If you occasionally struggle with balance, we hope the exercises mentioned above can help. Small doses of measured movements can help you regain your balance and confidence in everything you do in your busy life.


  1. Hafström A, Malmström EM, Terdèn J, Fransson PA, Magnusson M. Improved Balance Confidence and Stability for Elderly After 6 Weeks of a Multimodal Self-Administered Balance-Enhancing Exercise Program: A Randomized Single Arm Crossover Study. Gerontol Geriatr Med. 2016 Apr 26;2:2333721416644149. doi: 10.1177/2333721416644149. PMID: 28138495; PMCID: PMC5119910.

  2. https://www.cdc.gov/injury/features/older-adult-falls/index.html

  3. Dunsky, A. (2019). The Effect of Balance and Coordination Exercises on Quality of Life in Older Adults: A Mini-Review. Frontiers in Aging Neuroscience, 11. https://doi.org/10.3389/fnagi.2019.00318

  4. Thiamwong, L., & Suwanno, J. (2014). Effects of Simple Balance Training on Balance Performance and Fear of Falling in Rural Older Adults. International Journal of Gerontology, 8(3), 143-146. https://doi.org/10.1016/j.ijge.2013.08.011


How do I improve my balance as I age?

Balance is an important skill that can decline as we age. However, there are many ways to improve your balance and prevent falls. Here are some tips:
Stay active. Regular physical activity can help you maintain your muscle strength, coordination, and reflexes. You can try walking, biking, swimming, or any other activity that you enjoy.

– Do balance exercises. You can practice standing on one leg, walking heel-to-toe, or doing yoga or tai chi. These exercises can improve your stability and posture.

– Check your medications. Some medications can cause dizziness or affect your balance. Talk to your doctor if you notice any side effects from your medications.

– Get your eyes checked. Vision problems can make it harder to see obstacles or judge distances. Make sure you have regular eye exams and wear glasses or contacts if needed.

– Make your home safer. You can reduce the risk of falling by removing clutter, securing rugs, installing grab bars, and using good lighting.

By following these tips, you can improve your balance as you age and enjoy a healthier and more independent life.

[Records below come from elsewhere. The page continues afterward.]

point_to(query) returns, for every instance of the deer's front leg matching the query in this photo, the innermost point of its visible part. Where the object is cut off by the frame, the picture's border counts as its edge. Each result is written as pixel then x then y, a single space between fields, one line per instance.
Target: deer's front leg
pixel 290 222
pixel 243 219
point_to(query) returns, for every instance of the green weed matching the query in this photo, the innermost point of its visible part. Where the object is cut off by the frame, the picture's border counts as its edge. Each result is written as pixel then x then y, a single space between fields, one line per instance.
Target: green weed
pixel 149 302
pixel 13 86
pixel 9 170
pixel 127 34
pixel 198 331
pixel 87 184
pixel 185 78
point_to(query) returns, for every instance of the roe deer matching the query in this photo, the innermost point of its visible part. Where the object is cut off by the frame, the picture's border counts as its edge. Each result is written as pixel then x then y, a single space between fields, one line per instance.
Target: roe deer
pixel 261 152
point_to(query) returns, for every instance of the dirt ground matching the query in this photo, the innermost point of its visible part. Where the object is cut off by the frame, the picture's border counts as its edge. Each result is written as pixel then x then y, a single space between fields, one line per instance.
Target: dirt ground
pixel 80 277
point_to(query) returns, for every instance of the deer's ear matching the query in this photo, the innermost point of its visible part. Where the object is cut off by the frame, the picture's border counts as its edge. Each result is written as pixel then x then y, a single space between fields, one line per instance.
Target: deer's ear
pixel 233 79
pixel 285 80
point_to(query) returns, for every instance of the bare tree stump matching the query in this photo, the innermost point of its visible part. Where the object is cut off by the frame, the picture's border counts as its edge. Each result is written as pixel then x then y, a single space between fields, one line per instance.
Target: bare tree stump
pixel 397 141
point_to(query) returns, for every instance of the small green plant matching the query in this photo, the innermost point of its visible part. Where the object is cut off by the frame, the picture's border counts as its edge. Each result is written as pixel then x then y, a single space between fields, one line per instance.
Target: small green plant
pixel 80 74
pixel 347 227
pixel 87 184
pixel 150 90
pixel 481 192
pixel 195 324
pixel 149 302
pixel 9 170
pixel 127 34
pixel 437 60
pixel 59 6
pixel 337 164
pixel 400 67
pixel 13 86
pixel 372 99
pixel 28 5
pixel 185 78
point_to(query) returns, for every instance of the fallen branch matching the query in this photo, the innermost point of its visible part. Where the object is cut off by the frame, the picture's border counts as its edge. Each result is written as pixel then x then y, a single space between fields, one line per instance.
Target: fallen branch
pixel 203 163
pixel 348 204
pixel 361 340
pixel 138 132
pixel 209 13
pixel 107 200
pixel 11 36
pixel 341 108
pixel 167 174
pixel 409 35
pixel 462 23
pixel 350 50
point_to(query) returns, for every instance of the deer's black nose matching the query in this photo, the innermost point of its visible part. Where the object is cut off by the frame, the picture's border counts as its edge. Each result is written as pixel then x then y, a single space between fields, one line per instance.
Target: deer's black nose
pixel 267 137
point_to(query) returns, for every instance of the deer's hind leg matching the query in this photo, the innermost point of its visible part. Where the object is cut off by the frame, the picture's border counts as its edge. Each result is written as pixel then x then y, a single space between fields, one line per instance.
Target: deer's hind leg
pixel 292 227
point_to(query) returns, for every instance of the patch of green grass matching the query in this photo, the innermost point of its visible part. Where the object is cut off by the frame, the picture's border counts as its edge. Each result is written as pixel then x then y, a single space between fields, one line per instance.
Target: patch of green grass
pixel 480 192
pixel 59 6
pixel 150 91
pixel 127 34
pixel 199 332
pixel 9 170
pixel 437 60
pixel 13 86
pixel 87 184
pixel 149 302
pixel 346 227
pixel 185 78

Why do older adults fall more?

Falls are a common problem among older adults, but what causes them? There are many factors that can increase the risk of falling, such as:

– Changes in vision, hearing, balance, and reflexes

– Muscle weakness and joint stiffness

– Chronic conditions such as diabetes, arthritis, and osteoporosis

– Medications that affect alertness, coordination, or blood pressure

– Environmental hazards such as slippery floors, loose rugs, poor lighting, and clutter

Some of these factors can be prevented or managed with proper care and attention.

What type of exercises are best for improving balance?

Exercise programs that include leg strengthening exercises and functional balance training are the most effective in decreasing the risk of falls. Research has found that simple and easy-to-complete home-based exercise programs can reduce the risk of falls by as much as forty percent!

The most effective programs will feature low-intensity strength training combined with balance exercises.